Stephenson v Return to Work Corporation of South Australia

Case

[2020] SASCFC 20

16 March 2020


SUPREME COURT OF SOUTH AUSTRALIA

(Full Court)

STEPHENSON v RETURN TO WORK CORPORATION OF SOUTH AUSTRALIA

[2020] SASCFC 20

Judgment of The Full Court

(The Honourable Chief Justice Kourakis, The Honourable Justice Nicholson and The Honourable Justice Parker)

16 March 2020

APPEAL AND NEW TRIAL - APPEAL - PRACTICE AND PROCEDURE - SOUTH AUSTRALIA - POWERS OF COURT - REOPENING APPEAL

Interlocutory application by the Return to Work Corporation of South Australia (RTW) seeking that the Court set aside a judgment and re-open the action, revoke order 3 of its orders made on 25 July 2019 and order instead that the matter be remitted to the Full Bench of the South Australian Employment Tribunal (the Full Bench) to determine the balance of its grounds of appeal.
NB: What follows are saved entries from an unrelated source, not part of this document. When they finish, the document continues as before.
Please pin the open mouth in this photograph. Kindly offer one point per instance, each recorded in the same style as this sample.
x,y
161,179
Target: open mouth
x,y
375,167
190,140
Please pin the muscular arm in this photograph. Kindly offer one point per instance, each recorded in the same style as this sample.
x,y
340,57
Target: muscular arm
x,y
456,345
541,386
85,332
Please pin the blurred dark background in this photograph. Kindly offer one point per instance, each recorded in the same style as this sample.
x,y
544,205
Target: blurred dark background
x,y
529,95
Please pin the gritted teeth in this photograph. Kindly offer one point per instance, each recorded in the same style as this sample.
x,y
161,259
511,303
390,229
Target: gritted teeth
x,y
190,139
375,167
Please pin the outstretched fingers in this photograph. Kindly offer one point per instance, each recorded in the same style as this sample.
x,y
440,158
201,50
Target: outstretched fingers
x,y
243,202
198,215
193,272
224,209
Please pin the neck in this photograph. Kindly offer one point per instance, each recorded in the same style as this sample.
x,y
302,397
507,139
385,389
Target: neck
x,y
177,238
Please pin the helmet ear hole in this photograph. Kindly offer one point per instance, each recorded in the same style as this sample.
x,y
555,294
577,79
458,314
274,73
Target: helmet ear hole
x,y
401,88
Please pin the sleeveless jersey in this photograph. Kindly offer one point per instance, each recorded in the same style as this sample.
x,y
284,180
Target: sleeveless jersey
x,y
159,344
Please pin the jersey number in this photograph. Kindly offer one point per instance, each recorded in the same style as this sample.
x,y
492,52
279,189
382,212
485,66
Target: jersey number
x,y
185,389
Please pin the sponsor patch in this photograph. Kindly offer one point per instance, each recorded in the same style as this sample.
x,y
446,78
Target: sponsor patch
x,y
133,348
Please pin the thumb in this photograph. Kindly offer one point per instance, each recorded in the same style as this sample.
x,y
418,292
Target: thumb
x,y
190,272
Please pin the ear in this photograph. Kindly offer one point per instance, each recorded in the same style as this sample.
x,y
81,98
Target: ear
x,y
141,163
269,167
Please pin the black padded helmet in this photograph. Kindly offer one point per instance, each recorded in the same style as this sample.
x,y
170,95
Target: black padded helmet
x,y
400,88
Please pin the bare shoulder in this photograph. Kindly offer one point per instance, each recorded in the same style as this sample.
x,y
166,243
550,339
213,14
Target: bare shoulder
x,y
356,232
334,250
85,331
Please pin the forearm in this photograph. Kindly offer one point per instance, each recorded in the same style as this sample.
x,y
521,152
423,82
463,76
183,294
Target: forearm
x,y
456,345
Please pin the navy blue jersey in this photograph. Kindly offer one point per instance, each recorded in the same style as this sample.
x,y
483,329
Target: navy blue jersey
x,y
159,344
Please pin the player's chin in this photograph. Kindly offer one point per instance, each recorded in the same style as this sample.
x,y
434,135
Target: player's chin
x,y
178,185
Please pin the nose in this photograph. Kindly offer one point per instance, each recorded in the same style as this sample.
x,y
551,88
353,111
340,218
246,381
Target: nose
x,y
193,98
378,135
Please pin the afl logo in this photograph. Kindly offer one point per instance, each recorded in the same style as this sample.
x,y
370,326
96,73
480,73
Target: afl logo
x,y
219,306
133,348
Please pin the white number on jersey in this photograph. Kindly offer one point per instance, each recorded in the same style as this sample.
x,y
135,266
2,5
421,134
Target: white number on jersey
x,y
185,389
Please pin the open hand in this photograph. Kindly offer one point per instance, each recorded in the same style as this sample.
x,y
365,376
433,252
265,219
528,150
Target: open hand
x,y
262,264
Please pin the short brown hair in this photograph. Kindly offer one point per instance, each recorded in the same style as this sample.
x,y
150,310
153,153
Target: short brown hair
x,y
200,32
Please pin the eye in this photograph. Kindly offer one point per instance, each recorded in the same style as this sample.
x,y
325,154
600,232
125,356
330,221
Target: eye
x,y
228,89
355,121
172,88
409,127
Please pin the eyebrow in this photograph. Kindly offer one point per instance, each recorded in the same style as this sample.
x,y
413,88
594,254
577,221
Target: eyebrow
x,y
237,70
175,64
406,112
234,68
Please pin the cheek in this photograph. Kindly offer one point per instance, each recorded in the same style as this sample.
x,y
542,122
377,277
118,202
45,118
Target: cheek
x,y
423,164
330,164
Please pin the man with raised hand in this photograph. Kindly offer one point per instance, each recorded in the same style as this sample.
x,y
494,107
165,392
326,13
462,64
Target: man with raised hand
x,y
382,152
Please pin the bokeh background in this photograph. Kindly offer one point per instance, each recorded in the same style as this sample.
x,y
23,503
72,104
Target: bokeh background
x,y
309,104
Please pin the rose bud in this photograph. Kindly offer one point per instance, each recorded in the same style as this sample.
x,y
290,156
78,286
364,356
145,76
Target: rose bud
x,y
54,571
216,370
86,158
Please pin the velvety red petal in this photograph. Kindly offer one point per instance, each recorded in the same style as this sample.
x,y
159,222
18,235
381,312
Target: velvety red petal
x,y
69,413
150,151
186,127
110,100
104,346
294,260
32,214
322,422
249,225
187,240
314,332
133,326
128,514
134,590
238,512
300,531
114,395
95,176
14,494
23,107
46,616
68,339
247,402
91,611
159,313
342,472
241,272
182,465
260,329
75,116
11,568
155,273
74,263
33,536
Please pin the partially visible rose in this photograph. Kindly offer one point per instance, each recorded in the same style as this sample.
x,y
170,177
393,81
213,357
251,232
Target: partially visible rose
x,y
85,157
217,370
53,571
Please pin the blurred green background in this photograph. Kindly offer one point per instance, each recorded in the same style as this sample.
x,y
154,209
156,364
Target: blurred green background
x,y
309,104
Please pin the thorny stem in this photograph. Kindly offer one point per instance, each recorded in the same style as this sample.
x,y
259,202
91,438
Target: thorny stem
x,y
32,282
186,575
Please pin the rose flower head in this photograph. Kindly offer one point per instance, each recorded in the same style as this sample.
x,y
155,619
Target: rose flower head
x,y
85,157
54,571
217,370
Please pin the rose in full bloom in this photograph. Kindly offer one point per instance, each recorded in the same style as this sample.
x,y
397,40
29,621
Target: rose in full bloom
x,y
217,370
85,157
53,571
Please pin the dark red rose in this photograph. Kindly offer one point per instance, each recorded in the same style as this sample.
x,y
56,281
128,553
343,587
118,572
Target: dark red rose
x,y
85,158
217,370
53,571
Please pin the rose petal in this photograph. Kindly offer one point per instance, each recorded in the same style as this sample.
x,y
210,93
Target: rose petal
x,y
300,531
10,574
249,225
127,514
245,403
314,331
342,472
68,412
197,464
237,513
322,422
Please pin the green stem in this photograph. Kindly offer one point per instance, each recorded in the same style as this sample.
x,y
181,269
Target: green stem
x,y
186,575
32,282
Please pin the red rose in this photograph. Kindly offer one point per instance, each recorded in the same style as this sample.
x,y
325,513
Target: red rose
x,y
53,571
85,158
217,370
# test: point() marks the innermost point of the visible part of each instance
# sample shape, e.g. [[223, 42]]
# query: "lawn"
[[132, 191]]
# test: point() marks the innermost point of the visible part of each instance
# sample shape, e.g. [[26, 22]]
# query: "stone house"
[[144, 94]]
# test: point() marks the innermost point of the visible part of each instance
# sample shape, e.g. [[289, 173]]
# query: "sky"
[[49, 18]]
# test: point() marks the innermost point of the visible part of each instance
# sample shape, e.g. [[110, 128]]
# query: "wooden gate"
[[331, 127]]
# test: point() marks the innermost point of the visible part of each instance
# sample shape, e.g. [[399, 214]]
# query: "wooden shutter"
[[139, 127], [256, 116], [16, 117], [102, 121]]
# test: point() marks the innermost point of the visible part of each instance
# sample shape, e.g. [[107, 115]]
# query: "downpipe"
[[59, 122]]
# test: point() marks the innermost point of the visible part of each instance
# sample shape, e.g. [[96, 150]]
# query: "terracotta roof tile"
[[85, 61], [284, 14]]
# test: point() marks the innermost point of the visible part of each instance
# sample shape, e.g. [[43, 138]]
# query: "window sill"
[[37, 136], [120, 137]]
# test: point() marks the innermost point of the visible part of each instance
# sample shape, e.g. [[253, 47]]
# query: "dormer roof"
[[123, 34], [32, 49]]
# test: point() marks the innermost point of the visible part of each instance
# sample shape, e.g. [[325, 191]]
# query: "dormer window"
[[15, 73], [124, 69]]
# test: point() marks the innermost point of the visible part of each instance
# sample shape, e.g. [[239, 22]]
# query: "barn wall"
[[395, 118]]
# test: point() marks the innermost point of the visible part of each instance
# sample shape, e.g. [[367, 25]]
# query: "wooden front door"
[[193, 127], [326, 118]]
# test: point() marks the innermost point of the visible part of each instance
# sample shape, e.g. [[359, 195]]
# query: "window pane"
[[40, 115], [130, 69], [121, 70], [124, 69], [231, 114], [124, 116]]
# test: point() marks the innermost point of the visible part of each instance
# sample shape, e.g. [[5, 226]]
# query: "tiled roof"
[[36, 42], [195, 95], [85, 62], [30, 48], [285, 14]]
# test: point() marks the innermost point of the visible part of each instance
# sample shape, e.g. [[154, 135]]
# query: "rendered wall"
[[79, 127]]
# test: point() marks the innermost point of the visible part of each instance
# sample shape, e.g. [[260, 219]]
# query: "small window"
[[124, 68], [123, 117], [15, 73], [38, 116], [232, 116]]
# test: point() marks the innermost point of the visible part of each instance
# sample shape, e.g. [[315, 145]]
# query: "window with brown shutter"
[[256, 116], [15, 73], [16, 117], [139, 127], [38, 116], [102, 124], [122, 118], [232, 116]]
On 25 July 2019, this Court delivered its reasons for judgment in this matter on an appeal brought by Mr Stephenson against orders made by the Full Bench setting aside an award of lump sum compensation made by a Deputy President in favour of Mr Stephenson. The Court allowed the appeal and, in order 3, ordered that the appeal against the orders of the Deputy President be dismissed.

Held per Kourakis CJ (Nicholson and Parker JJ agreeing), refusing the application:

1.  It would be unduly oppressive against Mr Stephenson to now allow RTW to re-open the appeal.

Supreme Court Civil Rules 2006 (SA) r 242, referred to.
Stephenson v Return to Work Corporation of South Australia [2019] SASCFC 89; Martin v Return to Work SA [2016] SAET 95; Return to Work SA v Mitchell [2017] SAET 81; Return to Work SA v Stephenson [2018] SAET 29; Return to Work Corporation of South Australia v Mitchell [2019] SASCFC 34, discussed.
Clone Pty Ltd v Players Pty Ltd (in liq) (2018) 264 CLR 165, considered.

STEPHENSON v RETURN TO WORK CORPORATION OF SOUTH AUSTRALIA
[2020] SASCFC 20

Full Court:      Kourakis CJ, Nicholson and Parker JJ

  1. KOURAKIS CJ:      On 25 July 2019, the Full Court delivered its reasons for judgment in this matter on an appeal brought by Mr Stephenson against orders made by the Full Bench of the South Australian Employment Tribunal (the Full Bench and SAET respectively).  The Full Bench allowed an appeal, brought by the Return to Work Corporation of South Australia (RTW), against an award of lump sum (permanent impairment) compensation made by Hannon DPJ in favour of Mr Stephenson.  The Full Bench set aside the award on the ground that Mr Stephenson’s claim was precluded by an earlier consent order made in the Workers Compensation Tribunal.  That consent order awarded lump sum compensation for permanent impairments to Mr Stephenson’s thoracic spine and left shoulder, but included an order that:

    The worker has no further or other entitlement pursuant to section 43 of the [Workers Rehabilitation and Compensation Act 1986 (SA)] arising from his compensable injuries sustained on 19 January 2009 mentioned in paragraph 1.1 above and/or any sequel thereof.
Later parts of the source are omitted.